Tenders are big business in South Africa, and securing one or more of these can be a massive boost to your business.
Tenders have become an extremely specialised business in South Africa. Simply put, a tender is an offer to do work or supply goods or services for a fixed amount. It’s not a flexible contract, and the aim is to ensure specific projects happen within a specified timeframe at a specific price.
Many companies prefer getting tender contracts because all terms are agreed on upfront: what needs to be done and at what cost.
Unfortunately, there has also been plenty of misuse of the tender process in South Africa, and around the world, which makes some businesses wary of entering into tender negotiations. This isn’t a bad thing, as it means you’ll be paying careful attention to the details.

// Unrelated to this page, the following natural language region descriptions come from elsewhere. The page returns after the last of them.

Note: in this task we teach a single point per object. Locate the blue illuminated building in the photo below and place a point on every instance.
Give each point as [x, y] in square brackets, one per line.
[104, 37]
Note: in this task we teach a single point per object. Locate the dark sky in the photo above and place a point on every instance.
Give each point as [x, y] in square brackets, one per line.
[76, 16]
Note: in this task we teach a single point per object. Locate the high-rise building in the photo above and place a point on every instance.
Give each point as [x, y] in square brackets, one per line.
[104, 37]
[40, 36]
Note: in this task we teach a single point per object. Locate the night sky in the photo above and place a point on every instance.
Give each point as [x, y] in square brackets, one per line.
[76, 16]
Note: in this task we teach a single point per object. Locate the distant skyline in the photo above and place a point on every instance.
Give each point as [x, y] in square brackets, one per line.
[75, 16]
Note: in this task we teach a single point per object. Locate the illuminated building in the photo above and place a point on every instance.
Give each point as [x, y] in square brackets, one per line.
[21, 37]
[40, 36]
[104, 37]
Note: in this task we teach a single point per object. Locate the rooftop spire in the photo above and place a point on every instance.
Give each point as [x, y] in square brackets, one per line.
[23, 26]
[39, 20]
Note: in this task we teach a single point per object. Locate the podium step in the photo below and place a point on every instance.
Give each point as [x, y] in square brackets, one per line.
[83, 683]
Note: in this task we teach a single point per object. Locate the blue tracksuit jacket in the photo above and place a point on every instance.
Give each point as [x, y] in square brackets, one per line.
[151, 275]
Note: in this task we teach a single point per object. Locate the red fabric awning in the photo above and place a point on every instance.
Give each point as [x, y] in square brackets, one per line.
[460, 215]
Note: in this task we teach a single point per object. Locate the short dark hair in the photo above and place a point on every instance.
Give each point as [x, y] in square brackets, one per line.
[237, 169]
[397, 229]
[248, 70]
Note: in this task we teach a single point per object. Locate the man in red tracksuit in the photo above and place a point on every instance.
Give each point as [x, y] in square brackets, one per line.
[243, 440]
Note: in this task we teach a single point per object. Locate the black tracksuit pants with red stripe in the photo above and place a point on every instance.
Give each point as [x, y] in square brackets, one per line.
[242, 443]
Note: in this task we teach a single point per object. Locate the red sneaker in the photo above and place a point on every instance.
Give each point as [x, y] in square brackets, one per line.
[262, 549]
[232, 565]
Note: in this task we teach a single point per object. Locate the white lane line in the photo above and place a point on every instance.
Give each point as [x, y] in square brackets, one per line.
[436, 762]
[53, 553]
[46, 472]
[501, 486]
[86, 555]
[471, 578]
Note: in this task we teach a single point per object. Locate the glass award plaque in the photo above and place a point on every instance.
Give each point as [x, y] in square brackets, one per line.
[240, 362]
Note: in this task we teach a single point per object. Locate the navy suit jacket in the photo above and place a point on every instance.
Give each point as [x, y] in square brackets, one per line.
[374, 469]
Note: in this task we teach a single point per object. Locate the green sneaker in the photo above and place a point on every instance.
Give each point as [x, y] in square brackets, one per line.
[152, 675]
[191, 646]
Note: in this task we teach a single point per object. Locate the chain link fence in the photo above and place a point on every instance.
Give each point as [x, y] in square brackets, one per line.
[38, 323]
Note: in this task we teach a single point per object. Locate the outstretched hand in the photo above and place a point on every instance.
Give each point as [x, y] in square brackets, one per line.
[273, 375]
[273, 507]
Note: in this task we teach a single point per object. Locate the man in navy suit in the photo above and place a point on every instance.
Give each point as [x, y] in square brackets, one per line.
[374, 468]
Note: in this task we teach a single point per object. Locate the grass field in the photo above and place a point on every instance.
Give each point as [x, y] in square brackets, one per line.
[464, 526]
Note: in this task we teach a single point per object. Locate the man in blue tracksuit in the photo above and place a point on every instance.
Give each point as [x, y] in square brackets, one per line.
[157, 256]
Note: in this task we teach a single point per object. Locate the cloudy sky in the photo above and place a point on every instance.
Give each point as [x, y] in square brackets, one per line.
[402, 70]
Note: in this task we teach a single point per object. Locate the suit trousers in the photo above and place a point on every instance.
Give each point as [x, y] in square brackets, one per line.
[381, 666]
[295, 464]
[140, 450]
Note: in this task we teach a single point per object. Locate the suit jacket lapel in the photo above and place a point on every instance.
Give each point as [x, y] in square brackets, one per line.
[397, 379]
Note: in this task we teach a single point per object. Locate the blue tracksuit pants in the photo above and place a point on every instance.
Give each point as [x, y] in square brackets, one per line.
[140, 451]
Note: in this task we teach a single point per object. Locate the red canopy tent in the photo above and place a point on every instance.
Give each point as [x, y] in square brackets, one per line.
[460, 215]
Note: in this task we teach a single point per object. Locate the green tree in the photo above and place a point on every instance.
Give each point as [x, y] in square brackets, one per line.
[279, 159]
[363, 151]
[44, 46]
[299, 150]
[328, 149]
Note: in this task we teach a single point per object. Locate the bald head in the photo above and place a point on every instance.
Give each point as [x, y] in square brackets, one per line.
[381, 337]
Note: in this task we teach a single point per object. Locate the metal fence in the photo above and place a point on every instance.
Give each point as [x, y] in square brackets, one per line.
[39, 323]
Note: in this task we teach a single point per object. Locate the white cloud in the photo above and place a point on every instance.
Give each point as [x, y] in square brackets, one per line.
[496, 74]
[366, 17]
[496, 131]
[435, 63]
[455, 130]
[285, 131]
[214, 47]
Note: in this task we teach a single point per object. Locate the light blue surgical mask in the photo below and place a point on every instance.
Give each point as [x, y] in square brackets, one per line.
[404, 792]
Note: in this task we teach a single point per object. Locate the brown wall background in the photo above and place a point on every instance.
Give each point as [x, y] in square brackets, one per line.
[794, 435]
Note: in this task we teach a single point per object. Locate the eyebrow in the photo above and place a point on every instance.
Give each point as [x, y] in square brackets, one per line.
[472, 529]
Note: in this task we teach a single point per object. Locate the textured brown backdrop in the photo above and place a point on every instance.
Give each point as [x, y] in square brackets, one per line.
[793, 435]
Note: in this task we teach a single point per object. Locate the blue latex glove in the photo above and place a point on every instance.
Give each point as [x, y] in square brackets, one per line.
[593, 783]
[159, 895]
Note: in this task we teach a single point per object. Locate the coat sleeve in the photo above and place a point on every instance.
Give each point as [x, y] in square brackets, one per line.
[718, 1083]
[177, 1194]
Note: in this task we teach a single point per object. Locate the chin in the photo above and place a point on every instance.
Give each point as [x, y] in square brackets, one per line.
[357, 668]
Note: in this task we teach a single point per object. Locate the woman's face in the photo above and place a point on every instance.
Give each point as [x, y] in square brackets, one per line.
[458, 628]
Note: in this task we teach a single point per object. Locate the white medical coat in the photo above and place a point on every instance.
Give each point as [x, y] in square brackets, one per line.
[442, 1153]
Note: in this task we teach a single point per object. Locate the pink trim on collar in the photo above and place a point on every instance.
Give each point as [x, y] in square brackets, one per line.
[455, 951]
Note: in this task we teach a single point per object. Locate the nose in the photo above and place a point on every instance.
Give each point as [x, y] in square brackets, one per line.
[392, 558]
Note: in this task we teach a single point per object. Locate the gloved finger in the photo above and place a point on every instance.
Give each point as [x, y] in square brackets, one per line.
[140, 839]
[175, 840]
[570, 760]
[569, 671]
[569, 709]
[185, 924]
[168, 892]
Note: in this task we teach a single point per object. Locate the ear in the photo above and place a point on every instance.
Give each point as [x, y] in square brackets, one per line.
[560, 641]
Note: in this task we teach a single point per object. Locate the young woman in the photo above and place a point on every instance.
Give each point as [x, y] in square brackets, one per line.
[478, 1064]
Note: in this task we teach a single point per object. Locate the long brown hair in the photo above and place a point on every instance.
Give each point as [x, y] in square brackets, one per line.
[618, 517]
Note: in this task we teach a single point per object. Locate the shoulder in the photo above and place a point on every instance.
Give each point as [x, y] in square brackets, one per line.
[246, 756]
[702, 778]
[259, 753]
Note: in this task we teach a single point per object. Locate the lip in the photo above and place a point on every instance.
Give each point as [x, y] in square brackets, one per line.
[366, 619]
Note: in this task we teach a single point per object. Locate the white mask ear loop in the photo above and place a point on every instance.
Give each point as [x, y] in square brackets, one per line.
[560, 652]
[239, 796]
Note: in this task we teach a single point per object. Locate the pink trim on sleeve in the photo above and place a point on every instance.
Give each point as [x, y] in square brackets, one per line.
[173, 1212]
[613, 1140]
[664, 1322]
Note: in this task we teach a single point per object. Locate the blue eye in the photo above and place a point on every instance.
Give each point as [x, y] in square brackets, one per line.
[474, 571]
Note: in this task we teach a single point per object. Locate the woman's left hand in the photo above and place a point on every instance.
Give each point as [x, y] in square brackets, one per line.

If you’ve never applied for a tender and want to find out more, the guidelines below outline how to get started and what you can expect.
1. How to find tenders
Most tenders, especially government contracts, will be published on a public domain with all the criteria needed to apply for the tender.
- Look for tender / contract announcements in newspapers and magazines.
- eTenders Portal is a centralised governmental portal where all government and SOE tenders are advertised.
- Subscribe to the government tender bulletin.
- Subscribe to online resources such as Online Tenders.
2. The bidding process
The bidding process varies depending on the contract. Some require more than one round of pitching, while others review submitted pitches and then enter into negotiations.
Keep in mind that the bidding process, and negotiations should you be chosen for the tender, can be time-consuming and costly. You need to carefully weigh up the pros and cons and decide if that specific piece of business is worth the investment of pitching for the tender.
3. Make sure you can fulfill the tender obligations
A tender is a binding business contract - once you’ve accepted the project, there is no flexibility. So make sure you are completely clear on expectations and are 100% certain you can deliver, and that it will be beneficial to your business.
4. What your tender should include
When a tender goes out on pitch, the client will include all the requirements. According to Online Tenders, the below guidelines are a good starting point:
- Focus on the client - talk about their needs and how you can solve their problems. When you write about yourself, it's to prove you have the skills, experience, and the organisation to fulfill the client's requirements.
- Help the client by coming up with ideas - from alternative ways of doing things to how to tackle possible worries about future maintenance and staffing implications.
- If the client has provided a qualification document, make sure that you cover everything in the document.
- Value for money decides most bids, not simply the cost. Bring something to the work that can't be done by the client.
- Emphasize business benefits, service improvements, risk reduction, low maintenance, quality, reliability, previous satisfied customers plus lifetime costs and so on.
- Analyse all the cost and pricing factors of the contract. Don't ignore fixed costs such as wages for staff who could be working on something else.
- Contract management - show you have the resources to do the work in a cost-effective way to meet the client's needs, hit deadlines and respond flexibly to changing situations.
- Show you've thought about and can manage potential financial, commercial, and legal risks that could cause contract failure.
- Give details of your team. Emphasize strengths - CV's should highlight successes with similar projects as well as qualifications and experience.
5. Tender admin and documentation
The tender process is quite formal and standardised, which helps keep things clear. When it comes to collection of your tender documents, the details will often be specified in the initial tender advert or posting. Even so, it’s advisable to speak to the contact person to double-check the submission details.
As mentioned, tenders are a very lucrative business in South Africa, but the pitching process can be time-consuming and costly, depending on what you need to prepare and present. Whether you’re pitching for fleet business or construction, do a lot of research on the company that is offering the tender. You don’t want to sign a binding contract with a company that is going to damage your own business reputation.